Motivation. Fast computations of approximate medians of lists of integers is considered an important problem in computer science. My personal interest in the problem comes from the fact that if a quicksort implementation uses a good approximations to the median for choosing its pivot elements, the worst-case time complexity will be $O(n \log n)$, which is considered fast.

With that motivation established, recall that the nonparametric skew of a distribution is defined as $$\frac{\mu - \nu}{\sigma},$$ where $\mu$ is the mean, $\nu$ is the median, and $\sigma$ is the standard deviation. According to the relevant wikipedia page:

The nonparametric skew ... lies between $-1$ and $+1$ for any distribution

Obviously, this applies to lists as well, and not just probability distributions. Therefore, I'm interested in using this to quickly find the median of a list $L$ of not-necessarily positive integers. Here's the idea: if the standard deviation of $L$ is zero, the first item of the list is the median. Otherwise, we can omit elements that aren't one standard deviation of the mean, recalculate $\mu$ and $\sigma$, and repeat the process. A related idea is to stop after a certain portion of the list items have been omitted by this process, in the hope that a randomly chosen element of the remaining elements will provide a good approximation to the median.

Here's the problem: the process of omitting elements needs to be guaranteed to omit a decent portion of the list at each iteration. Otherwise, the worst-case time complexity of this strategy will be very bad. Indeed, if there exist lists in which all the points are within one standard deviation of the mean, the aforementioned algorithm will never terminate for those lists.

2

There are 2 best solutions below

5
On BEST ANSWER

In a degenerate case, it's possible: in a list of integers which has only two values $a$ and $b$, appearing equally often, the mean will be $\frac{a+b}{2}$ and the (population) standard deviation will be $\frac{|a-b|}{2}$, and both values will be within a standard deviation of the mean.

We can prove that this is the only situation in which this happens (for a probability distribution). If $\Pr[|X-\mu| \le \sigma] = 1$, then $\Pr[(X-\mu)^2 \le \sigma^2] = 1$, so the random variable $(X-\mu)^2$ must almost surely be at most its expected value: $\sigma^2$, by definition. This can only happen if it's almost surely equal to its expected value $\sigma^2$, so we must have $X \in \{\mu-\sigma, \mu+\sigma\}$ with probability $1$.

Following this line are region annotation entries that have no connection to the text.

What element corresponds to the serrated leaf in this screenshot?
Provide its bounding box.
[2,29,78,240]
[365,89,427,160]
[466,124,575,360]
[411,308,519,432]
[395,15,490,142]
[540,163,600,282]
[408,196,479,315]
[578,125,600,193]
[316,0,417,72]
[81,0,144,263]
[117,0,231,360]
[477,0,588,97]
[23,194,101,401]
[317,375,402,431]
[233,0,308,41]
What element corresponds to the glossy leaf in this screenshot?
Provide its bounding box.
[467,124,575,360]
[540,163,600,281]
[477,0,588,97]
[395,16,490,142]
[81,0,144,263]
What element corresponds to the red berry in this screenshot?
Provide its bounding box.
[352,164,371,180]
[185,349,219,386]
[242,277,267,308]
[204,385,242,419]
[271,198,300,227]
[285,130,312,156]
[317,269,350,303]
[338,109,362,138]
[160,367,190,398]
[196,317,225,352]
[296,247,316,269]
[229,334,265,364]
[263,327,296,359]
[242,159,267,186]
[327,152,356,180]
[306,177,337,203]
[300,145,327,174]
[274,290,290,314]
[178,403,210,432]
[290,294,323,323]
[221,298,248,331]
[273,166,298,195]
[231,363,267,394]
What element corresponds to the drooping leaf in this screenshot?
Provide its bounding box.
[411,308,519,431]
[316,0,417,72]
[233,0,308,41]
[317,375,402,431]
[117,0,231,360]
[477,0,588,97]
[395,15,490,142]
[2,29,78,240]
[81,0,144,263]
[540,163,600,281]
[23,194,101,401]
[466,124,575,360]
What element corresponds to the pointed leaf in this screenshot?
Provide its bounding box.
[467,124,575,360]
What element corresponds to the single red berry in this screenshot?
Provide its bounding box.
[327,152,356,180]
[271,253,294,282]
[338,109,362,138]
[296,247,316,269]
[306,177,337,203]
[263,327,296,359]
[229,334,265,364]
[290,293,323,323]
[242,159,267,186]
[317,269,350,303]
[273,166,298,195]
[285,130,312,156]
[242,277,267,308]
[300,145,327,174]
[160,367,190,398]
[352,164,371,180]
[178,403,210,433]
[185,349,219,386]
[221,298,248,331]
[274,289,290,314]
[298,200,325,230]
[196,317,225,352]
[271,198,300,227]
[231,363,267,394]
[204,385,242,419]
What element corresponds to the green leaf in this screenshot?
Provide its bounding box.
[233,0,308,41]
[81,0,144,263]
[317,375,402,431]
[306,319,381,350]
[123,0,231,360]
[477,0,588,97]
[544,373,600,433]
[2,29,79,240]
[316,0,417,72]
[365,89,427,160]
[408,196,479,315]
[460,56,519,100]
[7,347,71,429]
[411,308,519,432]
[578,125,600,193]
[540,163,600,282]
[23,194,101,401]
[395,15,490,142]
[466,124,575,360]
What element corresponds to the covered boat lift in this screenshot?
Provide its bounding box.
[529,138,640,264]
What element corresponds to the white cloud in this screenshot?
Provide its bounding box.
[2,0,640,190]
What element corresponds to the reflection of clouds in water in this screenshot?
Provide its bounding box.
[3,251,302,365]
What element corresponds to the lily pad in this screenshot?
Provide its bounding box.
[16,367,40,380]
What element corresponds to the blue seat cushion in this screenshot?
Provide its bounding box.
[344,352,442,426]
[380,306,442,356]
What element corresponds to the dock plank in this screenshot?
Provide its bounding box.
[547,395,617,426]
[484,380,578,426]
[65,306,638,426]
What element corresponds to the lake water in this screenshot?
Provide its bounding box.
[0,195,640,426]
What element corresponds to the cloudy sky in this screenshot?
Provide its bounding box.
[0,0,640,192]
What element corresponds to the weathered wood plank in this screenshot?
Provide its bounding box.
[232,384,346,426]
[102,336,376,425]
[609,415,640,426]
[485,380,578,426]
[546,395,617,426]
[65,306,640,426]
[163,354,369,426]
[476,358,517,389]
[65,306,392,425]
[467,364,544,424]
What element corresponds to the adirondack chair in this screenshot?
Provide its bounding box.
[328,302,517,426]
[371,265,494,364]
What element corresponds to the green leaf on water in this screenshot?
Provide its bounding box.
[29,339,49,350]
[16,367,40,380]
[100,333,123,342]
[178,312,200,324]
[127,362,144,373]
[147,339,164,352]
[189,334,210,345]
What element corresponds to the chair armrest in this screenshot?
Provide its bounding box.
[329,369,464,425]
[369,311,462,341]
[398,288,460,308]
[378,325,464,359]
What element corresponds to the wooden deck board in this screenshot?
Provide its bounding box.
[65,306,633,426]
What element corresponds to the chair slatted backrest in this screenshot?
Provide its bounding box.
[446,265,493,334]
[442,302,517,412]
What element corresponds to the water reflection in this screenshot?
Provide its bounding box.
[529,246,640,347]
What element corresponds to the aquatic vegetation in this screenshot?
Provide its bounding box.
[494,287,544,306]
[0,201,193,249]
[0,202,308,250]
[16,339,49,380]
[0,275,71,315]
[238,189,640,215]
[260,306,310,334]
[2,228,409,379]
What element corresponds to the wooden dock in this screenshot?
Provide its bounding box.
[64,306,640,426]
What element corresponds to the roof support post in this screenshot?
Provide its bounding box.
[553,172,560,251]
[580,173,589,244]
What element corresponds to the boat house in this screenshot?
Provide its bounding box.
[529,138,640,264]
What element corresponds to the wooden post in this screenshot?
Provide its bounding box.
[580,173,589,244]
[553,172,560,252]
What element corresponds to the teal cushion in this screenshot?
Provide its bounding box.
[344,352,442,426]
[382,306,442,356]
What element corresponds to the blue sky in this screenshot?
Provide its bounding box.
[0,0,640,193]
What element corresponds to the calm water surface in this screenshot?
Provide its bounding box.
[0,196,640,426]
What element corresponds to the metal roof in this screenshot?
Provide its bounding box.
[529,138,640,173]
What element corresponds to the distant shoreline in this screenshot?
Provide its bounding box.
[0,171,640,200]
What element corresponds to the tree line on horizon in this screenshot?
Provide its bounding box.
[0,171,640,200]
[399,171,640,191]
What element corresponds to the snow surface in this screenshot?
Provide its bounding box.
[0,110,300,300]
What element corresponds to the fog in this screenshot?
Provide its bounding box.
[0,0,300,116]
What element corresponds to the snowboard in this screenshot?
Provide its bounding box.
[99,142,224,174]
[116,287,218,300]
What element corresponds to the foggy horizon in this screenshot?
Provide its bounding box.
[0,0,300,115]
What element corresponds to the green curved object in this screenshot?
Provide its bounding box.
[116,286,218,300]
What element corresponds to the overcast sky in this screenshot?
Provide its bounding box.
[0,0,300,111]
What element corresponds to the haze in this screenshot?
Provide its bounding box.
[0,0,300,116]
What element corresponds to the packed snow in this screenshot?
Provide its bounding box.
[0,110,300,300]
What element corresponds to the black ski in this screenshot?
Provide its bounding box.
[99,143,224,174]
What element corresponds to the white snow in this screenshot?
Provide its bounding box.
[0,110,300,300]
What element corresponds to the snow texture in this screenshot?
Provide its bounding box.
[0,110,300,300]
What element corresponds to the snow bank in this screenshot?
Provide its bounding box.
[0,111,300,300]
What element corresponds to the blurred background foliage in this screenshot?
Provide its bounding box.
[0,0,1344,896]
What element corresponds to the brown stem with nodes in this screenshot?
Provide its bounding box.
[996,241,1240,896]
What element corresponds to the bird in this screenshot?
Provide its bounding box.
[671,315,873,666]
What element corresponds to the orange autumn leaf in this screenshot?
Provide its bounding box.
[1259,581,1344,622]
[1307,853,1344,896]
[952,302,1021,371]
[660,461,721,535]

More concerning are situations where most values lie within a standard deviation of the mean, which can happen easily when the data has extreme outliers. We might hope that in the outlined median-finding algorithm, one phase will get rid of outliers, and then the next phase will work much better. But I can imagine scenarios where that won't happen.

For example, consider the following data set of $2n+1$ elements, with mean and median $0$: $$ -2^{2^n}, -2^{2^{n-1}}, -2^{2^{n-2}}, \dots, -2^{2^1}, 0, 2^{2^1}, \dots, 2^{2^{n-2}}, 2^{2^{n-1}}, 2^{2^n}. $$ (Here, $f(x) = 2^{2^x}$ is just one possible extremely fast-growing function.)

The extreme values $\pm 2^{2^n}$ are so large that they make the standard deviation extremely large, which means that all other values fall within a standard deviation of the mean. So the algorithm will drop those two extremes from our data set, and leave the other $2n-1$ values. But then, we're on the $n-1$ case of the same pattern, and the same behavior happens again; it takes $O(n)$ phases to identify the median of $0$.

Whether this is likely or not depends on the kind of distribution your numbers come from.

2
On

Is it possible for most (all?) items of a list to lie within one standard deviation of the mean of that list?

It is absolutely possible for most items of a list to be within $\sigma$ of the mean. How likely that is depends on what you mean by "most". Details are a function of the discrete distribution your list represents, but if, say, it approximates a sample from a normal distribution then you would expect about two thirds of the list elements to be within $\sigma$ of the mean. There are plenty of other ways in which the same proportion or more of the list elements could be within $\sigma$ of the mean.

To gauge the potential power of your approach, it might also be useful to look at how much you could expect to reduce the search space for the median when the data have other kinds of distributions. In particular, if the distribution of your elements is approximately uniform, then you can still expect more than half of them (around 58%) to be within $\sigma$ of the mean.